Published online Oct 27, 2025. doi: 10.4240/wjgs.v17.i10.111885
Revised: August 13, 2025
Accepted: September 26, 2025
Published online: October 27, 2025
Processing time: 104 Days and 22.8 Hours
Combining cytoreductive surgery (CRS) and hyperthermic intraperitoneal chemotherapy (HIPEC) is a promising treatment approach for peritoneal carcinomatosis (PC). However, intraperitoneal chemotherapeutic agents significantly increase the risk of acute kidney injury (AKI). Identifying perioperative risk factors plays a critical role in preserving renal function.
To evaluate postoperative renal outcomes in patients with PC who underwent CRS + HIPEC.

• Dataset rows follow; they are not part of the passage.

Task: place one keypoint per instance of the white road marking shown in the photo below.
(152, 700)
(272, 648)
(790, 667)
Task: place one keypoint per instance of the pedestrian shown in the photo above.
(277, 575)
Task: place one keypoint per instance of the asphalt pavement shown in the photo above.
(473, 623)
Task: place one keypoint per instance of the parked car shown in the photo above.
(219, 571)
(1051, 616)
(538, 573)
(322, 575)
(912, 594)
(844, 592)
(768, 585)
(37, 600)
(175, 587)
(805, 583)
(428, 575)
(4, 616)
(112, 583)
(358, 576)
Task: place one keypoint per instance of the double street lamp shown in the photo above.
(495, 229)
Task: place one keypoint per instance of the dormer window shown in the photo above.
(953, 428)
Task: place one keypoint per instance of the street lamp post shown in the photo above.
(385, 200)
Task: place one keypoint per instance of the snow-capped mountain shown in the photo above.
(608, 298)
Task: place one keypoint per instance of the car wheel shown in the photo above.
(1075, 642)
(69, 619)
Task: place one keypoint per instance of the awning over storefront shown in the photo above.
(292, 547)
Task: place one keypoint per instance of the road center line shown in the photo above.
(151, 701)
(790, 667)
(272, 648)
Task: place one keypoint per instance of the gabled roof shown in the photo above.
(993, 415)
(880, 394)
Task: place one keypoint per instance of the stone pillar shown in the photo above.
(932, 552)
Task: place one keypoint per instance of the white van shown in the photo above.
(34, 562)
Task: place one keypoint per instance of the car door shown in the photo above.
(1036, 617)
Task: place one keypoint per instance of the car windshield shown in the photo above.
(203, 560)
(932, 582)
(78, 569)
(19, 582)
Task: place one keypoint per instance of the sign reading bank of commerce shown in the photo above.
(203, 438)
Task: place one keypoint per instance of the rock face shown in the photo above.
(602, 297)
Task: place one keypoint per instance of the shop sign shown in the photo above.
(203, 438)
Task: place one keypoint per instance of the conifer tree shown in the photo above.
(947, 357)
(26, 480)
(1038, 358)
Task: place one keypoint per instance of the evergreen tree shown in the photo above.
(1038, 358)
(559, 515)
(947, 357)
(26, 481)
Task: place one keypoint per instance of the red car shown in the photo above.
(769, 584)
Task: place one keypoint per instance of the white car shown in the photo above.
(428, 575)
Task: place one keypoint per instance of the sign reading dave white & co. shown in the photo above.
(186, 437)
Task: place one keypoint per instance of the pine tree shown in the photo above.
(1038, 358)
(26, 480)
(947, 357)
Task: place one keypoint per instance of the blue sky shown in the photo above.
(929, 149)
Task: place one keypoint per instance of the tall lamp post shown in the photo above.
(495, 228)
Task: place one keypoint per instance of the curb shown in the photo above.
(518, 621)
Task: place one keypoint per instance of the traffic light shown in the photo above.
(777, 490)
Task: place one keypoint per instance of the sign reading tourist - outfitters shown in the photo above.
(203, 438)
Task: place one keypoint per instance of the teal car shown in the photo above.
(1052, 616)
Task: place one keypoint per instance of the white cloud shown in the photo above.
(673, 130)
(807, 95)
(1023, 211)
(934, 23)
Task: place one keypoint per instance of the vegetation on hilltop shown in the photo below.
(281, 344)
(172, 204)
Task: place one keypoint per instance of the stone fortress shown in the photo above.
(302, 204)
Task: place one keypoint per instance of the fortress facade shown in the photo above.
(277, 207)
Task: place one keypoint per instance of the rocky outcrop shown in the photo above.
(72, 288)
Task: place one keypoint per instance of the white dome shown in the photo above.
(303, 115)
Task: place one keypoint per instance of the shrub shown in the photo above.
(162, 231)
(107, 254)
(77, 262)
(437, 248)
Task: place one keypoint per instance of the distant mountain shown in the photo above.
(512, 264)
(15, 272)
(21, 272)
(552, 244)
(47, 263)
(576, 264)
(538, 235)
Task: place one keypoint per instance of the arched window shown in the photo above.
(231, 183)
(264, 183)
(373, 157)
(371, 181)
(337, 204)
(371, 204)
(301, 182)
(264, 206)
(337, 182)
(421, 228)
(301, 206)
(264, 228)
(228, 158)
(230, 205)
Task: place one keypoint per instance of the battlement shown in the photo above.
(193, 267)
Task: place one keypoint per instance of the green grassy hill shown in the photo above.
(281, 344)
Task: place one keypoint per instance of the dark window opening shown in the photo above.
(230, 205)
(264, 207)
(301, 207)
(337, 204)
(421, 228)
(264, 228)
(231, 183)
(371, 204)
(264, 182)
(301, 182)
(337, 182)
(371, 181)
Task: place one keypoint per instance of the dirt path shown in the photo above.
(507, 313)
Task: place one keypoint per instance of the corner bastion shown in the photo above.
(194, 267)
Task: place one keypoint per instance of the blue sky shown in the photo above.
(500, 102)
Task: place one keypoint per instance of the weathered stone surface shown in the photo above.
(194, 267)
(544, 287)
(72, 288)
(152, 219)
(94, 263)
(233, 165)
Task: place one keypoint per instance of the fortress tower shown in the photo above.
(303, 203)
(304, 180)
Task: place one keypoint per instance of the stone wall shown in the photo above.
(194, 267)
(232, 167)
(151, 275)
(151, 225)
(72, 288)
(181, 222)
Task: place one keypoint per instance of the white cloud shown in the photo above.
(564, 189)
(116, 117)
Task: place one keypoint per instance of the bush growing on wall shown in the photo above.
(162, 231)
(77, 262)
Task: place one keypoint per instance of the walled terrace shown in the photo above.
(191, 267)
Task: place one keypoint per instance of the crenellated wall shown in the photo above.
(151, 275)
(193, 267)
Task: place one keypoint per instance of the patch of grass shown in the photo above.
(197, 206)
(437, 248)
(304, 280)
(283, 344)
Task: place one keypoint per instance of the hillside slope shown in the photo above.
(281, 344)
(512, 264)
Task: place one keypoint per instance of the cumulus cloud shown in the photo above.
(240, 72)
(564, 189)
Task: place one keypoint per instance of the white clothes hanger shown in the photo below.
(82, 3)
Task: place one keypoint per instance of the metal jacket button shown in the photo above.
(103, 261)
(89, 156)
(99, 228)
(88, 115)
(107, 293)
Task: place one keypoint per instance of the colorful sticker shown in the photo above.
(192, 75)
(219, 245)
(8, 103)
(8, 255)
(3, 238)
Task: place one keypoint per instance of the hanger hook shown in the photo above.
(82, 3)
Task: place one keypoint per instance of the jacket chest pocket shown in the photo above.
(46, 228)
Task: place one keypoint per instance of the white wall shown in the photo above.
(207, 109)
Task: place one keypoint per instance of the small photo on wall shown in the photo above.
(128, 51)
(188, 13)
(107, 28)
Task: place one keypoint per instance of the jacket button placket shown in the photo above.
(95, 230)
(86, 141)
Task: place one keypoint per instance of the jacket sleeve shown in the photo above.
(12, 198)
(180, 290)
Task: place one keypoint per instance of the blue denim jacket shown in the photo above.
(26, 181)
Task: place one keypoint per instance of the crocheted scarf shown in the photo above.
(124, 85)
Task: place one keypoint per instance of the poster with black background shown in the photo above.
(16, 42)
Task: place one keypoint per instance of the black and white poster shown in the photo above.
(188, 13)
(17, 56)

Patients who underwent CRS + HIPEC for PC between 2017 and 2024 were included in this retrospective cohort study. Demographic data, preoperative estimated glomerular filtration rate, HIPEC agents used (cisplatin, mitomycin C, oxaliplatin), intraoperative fluid management, vasopressor use, and postoperative creatinine levels were recorded. AKI was defined according to the 2012 Kidney Disease: Improving Global Outcomes criteria. Independent predictors were identified through multivariate logistic regression analysis.
AKI developed in 61 of 445 patients (13.7%). Among them, 62.0% were stage I, 24.6% were stage II, and 13.1% were stage III. The highest AKI rate was observed in the cisplatin group (21.4%), with lower rates in the oxaliplatin group (9.6%) and the mitomycin C group (6.5%). Independent risk factors included cisplatin use [odds ratio (OR) = 2.8; 95% confidence interval: 1.6-4.9; P < 0.001), intraoperative fluid administration < 6000 mL (OR = 2.1; P = 0.02), vasopressor requirement (OR = 1.9; P = 0.03), and preoperative estimated glomerular filtration rate < 75 mL/minute/1.73 m2 (OR = 2.3; P = 0.01). AKI was associated with a prolonged hospital stay. Three patients (0.7%) progressed to chronic kidney disease.
Independent risk factors such as cisplatin use, inadequate fluid replacement, vasopressor requirement, and preoperative renal function should be considered during perioperative planning to reduce AKI risk following CRS + HIPEC.
Core Tip: We report an acute kidney injury incidence of 13.7% following cytoreductive surgery and hyperthermic intraperitoneal chemotherapy treatment in patients with peritoneal carcinomatosis. Independent risk factors include cisplatin use, inadequate fluid replacement, vasopressor requirement, and reduced preoperative estimated glomerular filtration rate. The collective findings emphasized the importance of thorough preoperative renal function assessment and personalized perioperative fluid management. Chemotherapy agent selection plays a key role in minimizing renal toxicity. Optimal perioperative care is essential in preventing long-term renal complications.